Só escrevia a tinta da china. Não era por ser sinólogo (nem sabia o que era um sinólogo). Essa palavra só lhe fazia lembrar “análogo” ou “enólogo”, e não haveria de vir ao conhecimento, após a imperativa visita ao dicionário, que um sinólogo fosse análogo a um enólogo.

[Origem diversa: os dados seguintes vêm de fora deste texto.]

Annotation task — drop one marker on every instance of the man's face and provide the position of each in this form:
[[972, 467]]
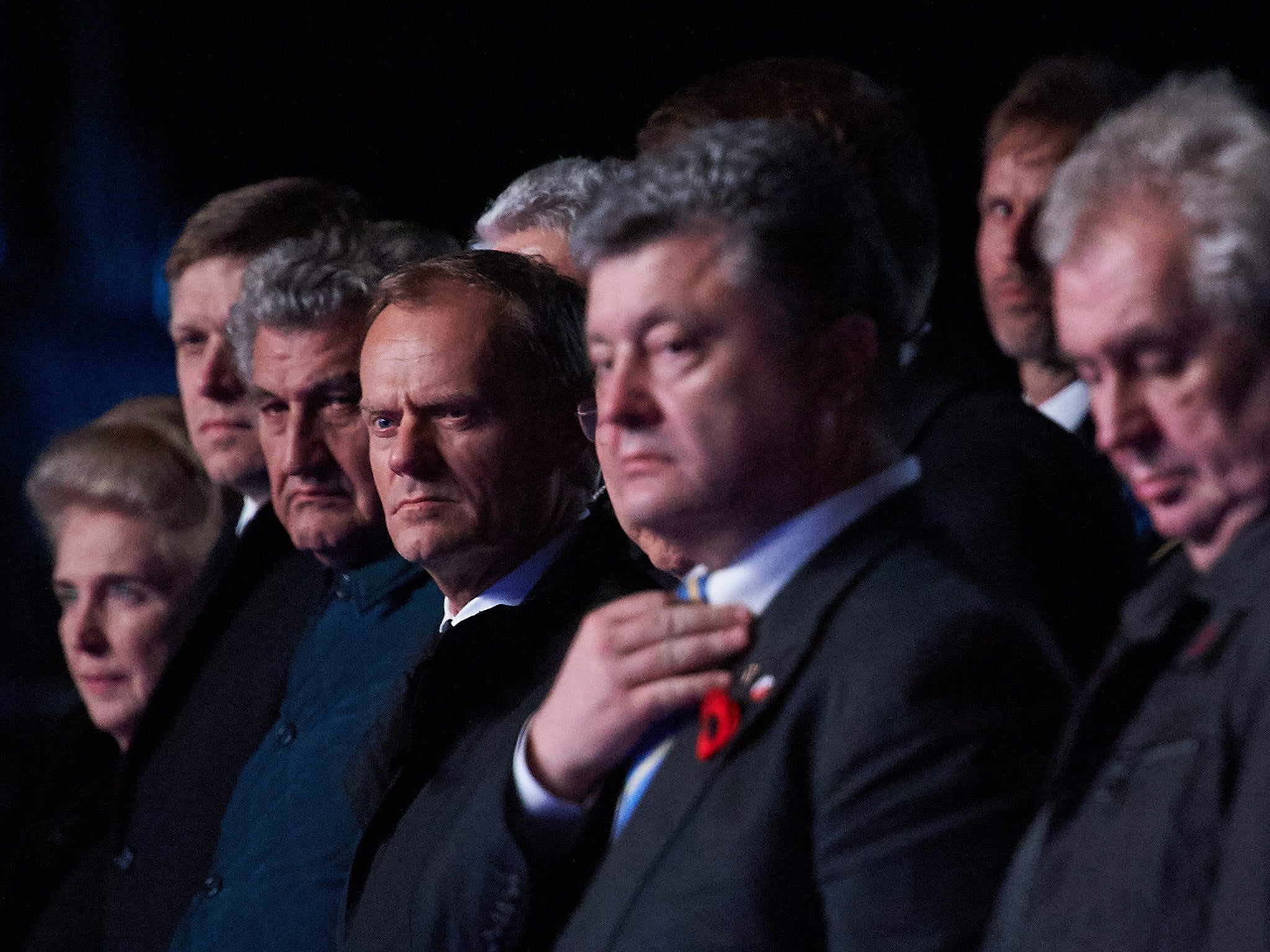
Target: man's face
[[1013, 281], [218, 410], [314, 441], [1181, 400], [705, 418], [549, 244], [466, 469]]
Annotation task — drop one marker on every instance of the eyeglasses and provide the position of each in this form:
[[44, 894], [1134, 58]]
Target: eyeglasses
[[588, 415]]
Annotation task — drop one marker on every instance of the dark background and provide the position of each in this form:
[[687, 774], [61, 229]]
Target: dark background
[[117, 120]]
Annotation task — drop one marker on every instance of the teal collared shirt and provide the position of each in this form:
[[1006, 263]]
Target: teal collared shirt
[[290, 833]]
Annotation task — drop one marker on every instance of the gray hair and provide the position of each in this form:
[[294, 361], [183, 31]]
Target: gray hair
[[1198, 146], [548, 197], [306, 283], [779, 192]]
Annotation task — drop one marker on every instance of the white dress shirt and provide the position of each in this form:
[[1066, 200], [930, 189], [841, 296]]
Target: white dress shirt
[[752, 580], [249, 509], [513, 588], [1068, 407]]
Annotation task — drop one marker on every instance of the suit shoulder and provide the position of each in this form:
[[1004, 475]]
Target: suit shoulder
[[920, 610]]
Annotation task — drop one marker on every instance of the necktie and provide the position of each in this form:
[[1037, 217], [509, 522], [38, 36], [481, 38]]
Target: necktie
[[658, 739]]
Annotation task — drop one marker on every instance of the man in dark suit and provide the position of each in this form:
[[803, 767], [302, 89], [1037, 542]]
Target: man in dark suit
[[856, 771], [1032, 131], [471, 375], [1155, 829], [1037, 513], [220, 691]]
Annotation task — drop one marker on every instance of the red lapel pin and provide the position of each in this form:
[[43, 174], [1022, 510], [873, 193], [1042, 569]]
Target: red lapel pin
[[721, 716]]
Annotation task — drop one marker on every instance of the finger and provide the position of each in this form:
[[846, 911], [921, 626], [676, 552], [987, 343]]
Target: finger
[[662, 697], [682, 655], [675, 621]]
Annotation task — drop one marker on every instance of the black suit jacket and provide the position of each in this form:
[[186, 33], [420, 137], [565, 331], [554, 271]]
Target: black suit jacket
[[1036, 511], [469, 703], [869, 801], [1156, 833], [216, 700]]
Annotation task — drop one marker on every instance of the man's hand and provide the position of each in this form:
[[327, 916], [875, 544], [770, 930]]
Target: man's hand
[[633, 662]]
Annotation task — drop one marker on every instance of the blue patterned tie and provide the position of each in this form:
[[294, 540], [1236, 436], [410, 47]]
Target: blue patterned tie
[[655, 743]]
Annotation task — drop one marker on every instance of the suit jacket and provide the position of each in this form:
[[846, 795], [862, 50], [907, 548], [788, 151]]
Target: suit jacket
[[215, 702], [51, 847], [870, 800], [1156, 833], [1037, 512], [468, 705]]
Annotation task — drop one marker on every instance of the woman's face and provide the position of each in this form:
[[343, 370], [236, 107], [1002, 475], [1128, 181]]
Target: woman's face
[[117, 593]]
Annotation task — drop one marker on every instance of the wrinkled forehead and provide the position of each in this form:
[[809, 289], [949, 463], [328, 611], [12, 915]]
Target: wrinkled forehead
[[1126, 276]]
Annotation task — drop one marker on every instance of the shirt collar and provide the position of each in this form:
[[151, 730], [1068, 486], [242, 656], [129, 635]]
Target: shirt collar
[[766, 566], [374, 582], [1068, 407], [513, 588], [249, 509]]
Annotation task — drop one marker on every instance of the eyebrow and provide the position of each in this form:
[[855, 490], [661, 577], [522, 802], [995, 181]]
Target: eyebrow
[[648, 322], [339, 384]]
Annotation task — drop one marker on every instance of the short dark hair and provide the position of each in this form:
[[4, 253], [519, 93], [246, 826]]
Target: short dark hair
[[863, 120], [1065, 92], [247, 221], [541, 316], [779, 193]]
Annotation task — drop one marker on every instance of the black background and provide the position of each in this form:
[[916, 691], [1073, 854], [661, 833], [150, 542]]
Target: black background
[[120, 118]]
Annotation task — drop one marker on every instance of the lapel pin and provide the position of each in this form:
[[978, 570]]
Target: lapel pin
[[761, 689], [718, 720]]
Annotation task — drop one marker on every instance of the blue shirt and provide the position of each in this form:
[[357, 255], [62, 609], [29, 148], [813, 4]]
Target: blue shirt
[[288, 835]]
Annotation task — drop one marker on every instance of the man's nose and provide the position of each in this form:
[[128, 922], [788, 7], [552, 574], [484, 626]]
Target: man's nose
[[219, 379], [624, 397], [1121, 414], [305, 451], [1023, 239], [415, 452]]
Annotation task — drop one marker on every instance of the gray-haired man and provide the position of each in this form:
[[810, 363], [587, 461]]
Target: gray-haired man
[[288, 834], [535, 214], [848, 764], [1156, 832]]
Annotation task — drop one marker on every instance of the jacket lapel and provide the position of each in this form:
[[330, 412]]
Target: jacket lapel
[[784, 637]]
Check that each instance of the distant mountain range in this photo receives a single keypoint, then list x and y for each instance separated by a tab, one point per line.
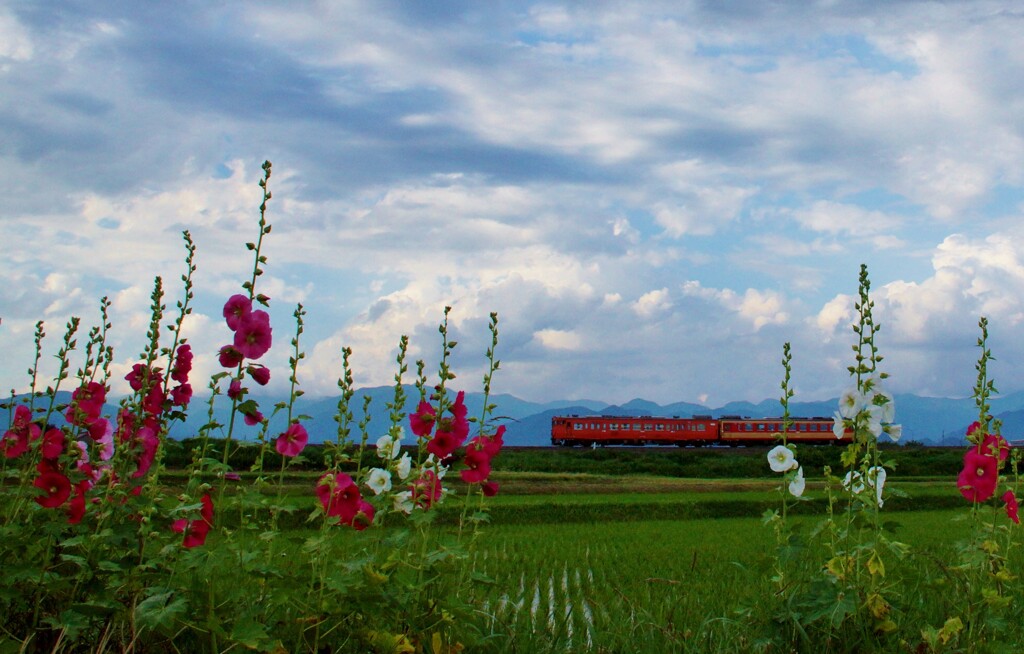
927	420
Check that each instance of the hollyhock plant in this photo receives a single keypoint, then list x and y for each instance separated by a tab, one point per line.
340	497
181	395
780	459
379	480
995	445
236	309
229	356
292	441
14	443
182	363
254	336
422	422
798	484
426	489
55	487
980	475
53	441
196	531
1011	500
260	374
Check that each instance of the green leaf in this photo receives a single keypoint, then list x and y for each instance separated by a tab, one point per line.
160	610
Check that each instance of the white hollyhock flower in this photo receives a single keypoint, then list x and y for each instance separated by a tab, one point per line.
888	404
851	402
403	466
877	478
388	447
799	483
894	431
839	427
780	459
875	420
379	480
852	482
403	502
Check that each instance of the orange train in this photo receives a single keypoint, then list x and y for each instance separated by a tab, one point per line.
696	431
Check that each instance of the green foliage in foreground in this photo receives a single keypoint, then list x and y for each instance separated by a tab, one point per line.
941	463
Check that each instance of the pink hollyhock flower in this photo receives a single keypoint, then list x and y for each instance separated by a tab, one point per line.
254	336
260	374
55	487
181	394
340	496
978	479
364	516
236	309
422	422
52	445
98	428
995	445
292	441
23	418
1011	499
426	489
196	530
14	443
477	464
443	444
229	356
153	403
253	418
182	364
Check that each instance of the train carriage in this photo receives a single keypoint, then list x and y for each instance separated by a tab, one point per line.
695	431
626	430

Pela tarde, ouviu dizer que deus foi despejado. Um senhorio neoliberal, daqueles que é praticante inveterado da usura, não tomou em consideração a idade vetusta de deus, nem os outros predicados sobre-humanos que, garantem os crentes, habitam nos limítrofes de deus. (O senhorio, habitual confrade da missa dominical – há que prevenir o inferno – sabe que deus não conhece a usura da vingança.) Com as suas capacidades inestimáveis, deus já falou com o primeiro-ministro. Entende-se, agora, aquela lei de confisco da propriedade privada que o governo ofereceu aos justos. E deus, afinal, podia ser companheiro de armas do sociólogo do Choupal, não fosse dar-se o caso de ser assexuado.
Ao chegar à noite, antes do jantar (restos que andam pelo frigorífico), a caneta de tinta da china tinha de ser reabastecida. Ainda bem que a tinta da china não é fabricada nas refinarias onde o petróleo é transformado nos combustíveis que enfurecem os defensores do ambiente. Ainda bem que a Rússia não produz tinta da china. Não é por acaso que a tinta não se chama tinta da Rússia. Não será a estulta guerra que vai conduzir à míngua de tinta da china, à míngua de literatura (dos atávicos que só escrevem com tinta da china).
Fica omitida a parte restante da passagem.